The data was collected from two solar power plants located in India over a period of 34 days at 15-minute intervals. It contained measurements like DC power, AC power, irradiation, ambient temperature, and module temperature.
The following models were developed and their performance was compared:
- LSTM
- MLP with LSTM Encoder
- CNN-LSTM
- Transformer
-
The MLP model with LSTM encoder showed the best performance with lowest error and highest R^2 value of 0.9661
-
It was effective at capturing anomalies on specific dates in the dataset
-
LSTM, CNN-LSTM, and Transformer also performed decently but had more false positives
-
The models were evaluated using metrics like MAE, MSE, R^2, accuracy, and confusion matrix
The MLP model with LSTM encoder was most effective for anomaly detection in the PV system data. Future work could explore Gaussian methods and model optimization techniques like grid search.
-
The regular LSTM model successfully captured some true anomalies on June 7th and June 14th, as seen in the spikes in Figure 1.
-
However, the model suffered from a number of false positives, detecting anomalies on several other days incorrectly.
-
The confusion matrix in Figure 2 shows the model achieved 46% accuracy in detecting true anomalies out of the 37 known anomalies.
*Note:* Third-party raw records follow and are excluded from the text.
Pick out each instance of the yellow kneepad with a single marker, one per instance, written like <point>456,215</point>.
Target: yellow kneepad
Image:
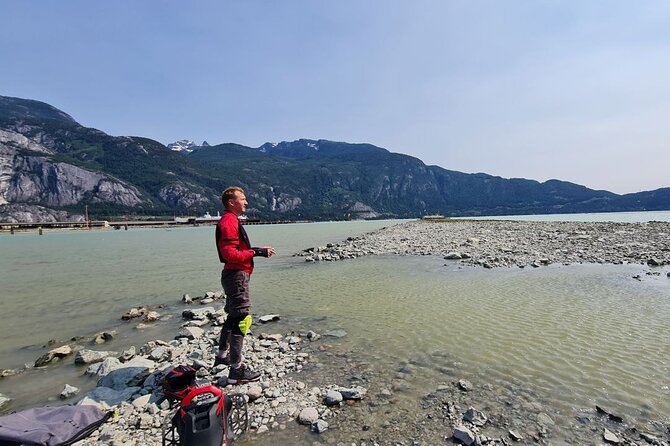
<point>245,324</point>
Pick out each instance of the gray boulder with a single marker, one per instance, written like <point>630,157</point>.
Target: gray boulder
<point>475,417</point>
<point>112,397</point>
<point>319,426</point>
<point>51,355</point>
<point>352,393</point>
<point>269,318</point>
<point>464,435</point>
<point>85,356</point>
<point>4,401</point>
<point>339,333</point>
<point>333,398</point>
<point>190,333</point>
<point>68,392</point>
<point>308,416</point>
<point>121,378</point>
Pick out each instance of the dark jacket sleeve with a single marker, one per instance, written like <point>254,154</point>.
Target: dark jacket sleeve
<point>231,248</point>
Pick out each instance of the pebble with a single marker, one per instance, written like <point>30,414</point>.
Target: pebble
<point>488,243</point>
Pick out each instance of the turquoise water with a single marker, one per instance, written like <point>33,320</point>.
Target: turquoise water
<point>575,335</point>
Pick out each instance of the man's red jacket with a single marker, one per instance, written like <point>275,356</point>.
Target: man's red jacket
<point>233,244</point>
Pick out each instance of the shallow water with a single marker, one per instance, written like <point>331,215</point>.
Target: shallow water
<point>571,336</point>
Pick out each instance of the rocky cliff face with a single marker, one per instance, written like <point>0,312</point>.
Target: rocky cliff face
<point>26,177</point>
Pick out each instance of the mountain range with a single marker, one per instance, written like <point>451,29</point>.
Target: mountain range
<point>51,168</point>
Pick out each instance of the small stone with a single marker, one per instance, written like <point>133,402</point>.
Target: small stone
<point>190,333</point>
<point>465,385</point>
<point>475,417</point>
<point>68,392</point>
<point>269,318</point>
<point>308,415</point>
<point>141,402</point>
<point>354,393</point>
<point>4,401</point>
<point>610,437</point>
<point>84,357</point>
<point>339,333</point>
<point>319,426</point>
<point>254,392</point>
<point>152,316</point>
<point>333,398</point>
<point>464,435</point>
<point>54,354</point>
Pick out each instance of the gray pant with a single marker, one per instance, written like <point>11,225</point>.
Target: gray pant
<point>236,286</point>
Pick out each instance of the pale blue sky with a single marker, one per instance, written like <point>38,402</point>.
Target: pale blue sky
<point>573,90</point>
Figure 1: Anomalies detected by regular LSTM model. Spikes on June 7th and 14th (red circles) are true anomalies.
Figure 2: Confusion matrix for LSTM anomaly detection.
-
The MLP model with LSTM encoder accurately identified the true anomalies on June 7th and 14th, as highlighted in Figure 3.
-
It had far fewer false positives compared to the regular LSTM model.
-
The confusion matrix in Figure 4 demonstrates the model achieved 86% accuracy in detecting the true anomalies.
Figure 3: Anomalies detected by MLP + LSTM encoder model. True anomalies on June 7th and 14th were marked.
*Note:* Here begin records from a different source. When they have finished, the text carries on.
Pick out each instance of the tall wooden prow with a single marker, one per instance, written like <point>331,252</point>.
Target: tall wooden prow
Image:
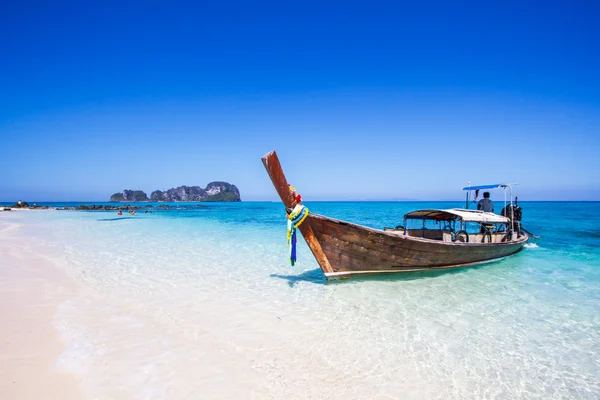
<point>273,167</point>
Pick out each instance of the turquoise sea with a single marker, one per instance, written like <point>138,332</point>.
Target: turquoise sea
<point>200,301</point>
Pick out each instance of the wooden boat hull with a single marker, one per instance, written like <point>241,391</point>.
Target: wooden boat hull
<point>353,249</point>
<point>344,249</point>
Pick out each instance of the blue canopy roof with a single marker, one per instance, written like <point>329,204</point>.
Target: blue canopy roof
<point>495,186</point>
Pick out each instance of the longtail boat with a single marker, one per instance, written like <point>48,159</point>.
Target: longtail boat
<point>428,240</point>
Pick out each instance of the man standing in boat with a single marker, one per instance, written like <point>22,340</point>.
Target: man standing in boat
<point>486,204</point>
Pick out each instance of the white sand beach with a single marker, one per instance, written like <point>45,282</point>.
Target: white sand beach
<point>32,288</point>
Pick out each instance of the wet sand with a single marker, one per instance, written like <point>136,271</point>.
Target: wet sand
<point>32,287</point>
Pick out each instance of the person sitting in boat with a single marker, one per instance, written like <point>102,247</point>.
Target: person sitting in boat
<point>486,204</point>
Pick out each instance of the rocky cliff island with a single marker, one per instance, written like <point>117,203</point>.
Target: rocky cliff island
<point>214,191</point>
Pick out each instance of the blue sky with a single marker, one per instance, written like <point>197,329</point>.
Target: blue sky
<point>371,100</point>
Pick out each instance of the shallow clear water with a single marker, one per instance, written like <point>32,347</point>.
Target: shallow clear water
<point>202,301</point>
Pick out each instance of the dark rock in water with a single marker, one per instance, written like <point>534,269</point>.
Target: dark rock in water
<point>222,191</point>
<point>130,195</point>
<point>214,191</point>
<point>181,193</point>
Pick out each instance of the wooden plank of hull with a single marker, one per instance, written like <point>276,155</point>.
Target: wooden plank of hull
<point>352,249</point>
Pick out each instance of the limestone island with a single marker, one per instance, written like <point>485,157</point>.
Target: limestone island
<point>214,191</point>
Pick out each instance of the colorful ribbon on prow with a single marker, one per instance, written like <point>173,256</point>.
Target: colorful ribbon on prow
<point>295,218</point>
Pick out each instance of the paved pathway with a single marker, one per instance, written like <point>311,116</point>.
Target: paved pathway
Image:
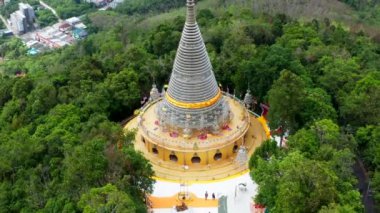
<point>51,9</point>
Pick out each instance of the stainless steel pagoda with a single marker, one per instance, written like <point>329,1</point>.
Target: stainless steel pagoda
<point>193,101</point>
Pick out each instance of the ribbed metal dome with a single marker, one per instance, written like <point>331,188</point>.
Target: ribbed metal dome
<point>193,99</point>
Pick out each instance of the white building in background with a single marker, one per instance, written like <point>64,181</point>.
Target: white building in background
<point>22,20</point>
<point>18,22</point>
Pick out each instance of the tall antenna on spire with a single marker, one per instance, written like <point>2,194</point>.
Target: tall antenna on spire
<point>190,15</point>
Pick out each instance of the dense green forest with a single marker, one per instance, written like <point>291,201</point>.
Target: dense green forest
<point>62,148</point>
<point>64,8</point>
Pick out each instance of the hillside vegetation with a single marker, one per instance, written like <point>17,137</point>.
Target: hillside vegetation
<point>62,148</point>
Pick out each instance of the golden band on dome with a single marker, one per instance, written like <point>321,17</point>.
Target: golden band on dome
<point>197,105</point>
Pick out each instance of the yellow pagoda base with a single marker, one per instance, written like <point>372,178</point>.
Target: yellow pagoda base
<point>193,159</point>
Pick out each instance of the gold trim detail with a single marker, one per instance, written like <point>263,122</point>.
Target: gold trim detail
<point>197,105</point>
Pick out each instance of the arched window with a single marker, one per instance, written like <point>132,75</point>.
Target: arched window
<point>195,159</point>
<point>155,150</point>
<point>218,155</point>
<point>173,157</point>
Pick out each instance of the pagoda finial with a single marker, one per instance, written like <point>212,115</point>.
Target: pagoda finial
<point>190,15</point>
Figure 4: Confusion matrix for MLP + LSTM encoder anomaly detection.
-
The CNN-LSTM model successfully identified the two true anomaly dates of June 7th and 14th, as seen by the spikes in Figure 5.
-
However, it suffered from a number of false positives similar to the regular LSTM model.
-
Its confusion matrix in Figure 6 shows an accuracy of 51% in detecting true anomalies.
Figure 5: Anomalies detected by CNN-LSTM model, with true anomalies marked.
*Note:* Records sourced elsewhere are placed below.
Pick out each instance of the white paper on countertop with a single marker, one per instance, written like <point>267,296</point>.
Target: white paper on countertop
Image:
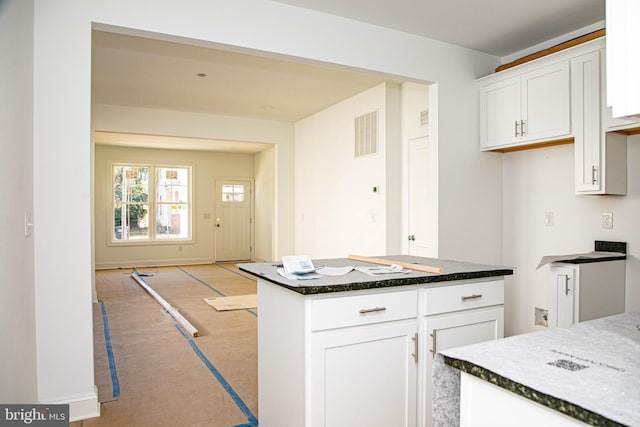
<point>591,255</point>
<point>334,271</point>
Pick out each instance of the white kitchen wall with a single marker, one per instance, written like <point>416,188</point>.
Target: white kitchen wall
<point>62,135</point>
<point>17,301</point>
<point>206,167</point>
<point>264,195</point>
<point>542,180</point>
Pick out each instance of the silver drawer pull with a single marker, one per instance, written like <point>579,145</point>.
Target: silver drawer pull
<point>372,310</point>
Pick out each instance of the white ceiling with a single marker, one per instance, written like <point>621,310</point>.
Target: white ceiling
<point>497,27</point>
<point>142,72</point>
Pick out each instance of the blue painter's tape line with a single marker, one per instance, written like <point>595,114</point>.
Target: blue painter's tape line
<point>112,362</point>
<point>214,289</point>
<point>253,421</point>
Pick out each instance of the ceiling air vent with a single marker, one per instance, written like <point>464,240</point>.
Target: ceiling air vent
<point>424,117</point>
<point>366,134</point>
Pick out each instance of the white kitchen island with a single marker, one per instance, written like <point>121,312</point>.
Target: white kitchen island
<point>357,350</point>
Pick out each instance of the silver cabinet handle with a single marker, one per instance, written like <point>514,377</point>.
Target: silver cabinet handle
<point>415,347</point>
<point>372,310</point>
<point>433,343</point>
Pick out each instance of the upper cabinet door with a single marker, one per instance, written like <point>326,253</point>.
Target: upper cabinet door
<point>527,108</point>
<point>500,113</point>
<point>546,103</point>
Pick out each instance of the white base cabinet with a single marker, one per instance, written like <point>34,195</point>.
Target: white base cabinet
<point>364,376</point>
<point>363,358</point>
<point>588,291</point>
<point>483,404</point>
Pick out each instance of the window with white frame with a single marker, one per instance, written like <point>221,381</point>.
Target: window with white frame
<point>151,203</point>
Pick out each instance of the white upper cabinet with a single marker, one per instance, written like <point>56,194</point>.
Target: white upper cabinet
<point>600,158</point>
<point>623,61</point>
<point>526,108</point>
<point>560,98</point>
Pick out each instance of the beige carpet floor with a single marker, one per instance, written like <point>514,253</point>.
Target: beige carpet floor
<point>159,375</point>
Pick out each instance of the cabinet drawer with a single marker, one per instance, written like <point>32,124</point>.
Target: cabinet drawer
<point>445,299</point>
<point>363,309</point>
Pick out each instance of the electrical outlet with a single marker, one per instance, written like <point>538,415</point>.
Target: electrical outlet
<point>549,219</point>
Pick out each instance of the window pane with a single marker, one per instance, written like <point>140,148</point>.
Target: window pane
<point>172,221</point>
<point>131,221</point>
<point>130,202</point>
<point>172,185</point>
<point>233,193</point>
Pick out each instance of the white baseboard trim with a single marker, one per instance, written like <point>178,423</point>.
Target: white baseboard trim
<point>81,406</point>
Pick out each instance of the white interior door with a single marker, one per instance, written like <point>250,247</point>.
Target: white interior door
<point>418,224</point>
<point>233,220</point>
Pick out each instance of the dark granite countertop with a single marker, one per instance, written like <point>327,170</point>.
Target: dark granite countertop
<point>355,280</point>
<point>589,371</point>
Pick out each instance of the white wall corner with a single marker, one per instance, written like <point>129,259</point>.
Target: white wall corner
<point>81,406</point>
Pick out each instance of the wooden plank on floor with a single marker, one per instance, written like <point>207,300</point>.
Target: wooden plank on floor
<point>188,327</point>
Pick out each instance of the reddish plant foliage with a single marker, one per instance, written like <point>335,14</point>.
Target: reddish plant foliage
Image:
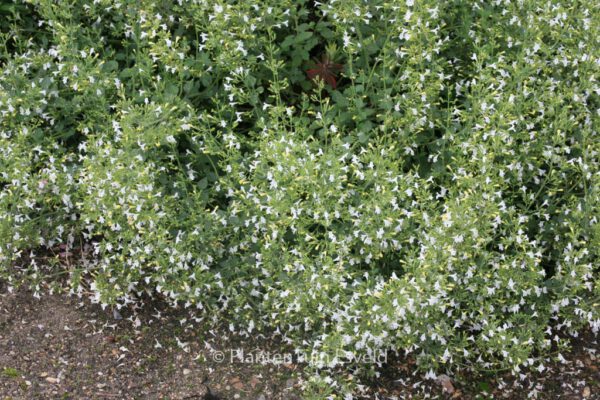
<point>326,70</point>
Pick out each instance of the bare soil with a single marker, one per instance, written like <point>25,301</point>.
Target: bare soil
<point>60,347</point>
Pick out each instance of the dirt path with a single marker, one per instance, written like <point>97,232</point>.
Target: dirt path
<point>57,348</point>
<point>61,348</point>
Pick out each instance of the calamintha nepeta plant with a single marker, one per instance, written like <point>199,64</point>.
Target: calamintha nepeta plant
<point>443,202</point>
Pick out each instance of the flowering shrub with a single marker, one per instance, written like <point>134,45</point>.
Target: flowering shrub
<point>430,186</point>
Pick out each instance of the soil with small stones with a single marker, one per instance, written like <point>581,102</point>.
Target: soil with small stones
<point>60,347</point>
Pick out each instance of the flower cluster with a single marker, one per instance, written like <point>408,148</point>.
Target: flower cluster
<point>435,193</point>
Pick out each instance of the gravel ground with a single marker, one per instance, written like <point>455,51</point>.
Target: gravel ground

Figure 6: Confusion matrix for CNN-LSTM anomaly detection.
-
The Transformer model detected the true anomaly dates of June 7th and 14th, as highlighted by the spikes in Figure 7.
-
It suffered from a number of false positives across different dates similar to LSTM and CNN-LSTM.
-
Its confusion matrix in Figure 8 shows it achieved 49% accuracy in detecting the real anomalies.
Figure 7: Anomalies detected by Transformer model, with true anomalies marked.
Figure 8: Confusion matrix for Transformer anomaly detection.
Overall as stated above, the MLP model with the LSTM encoder demonstrated the best performance in accurately detecting true anomalies with the fewest false positives. The regular LSTM, CNN-LSTM, and Transformer models were able to identify the true anomaly dates but suffered from more false positives.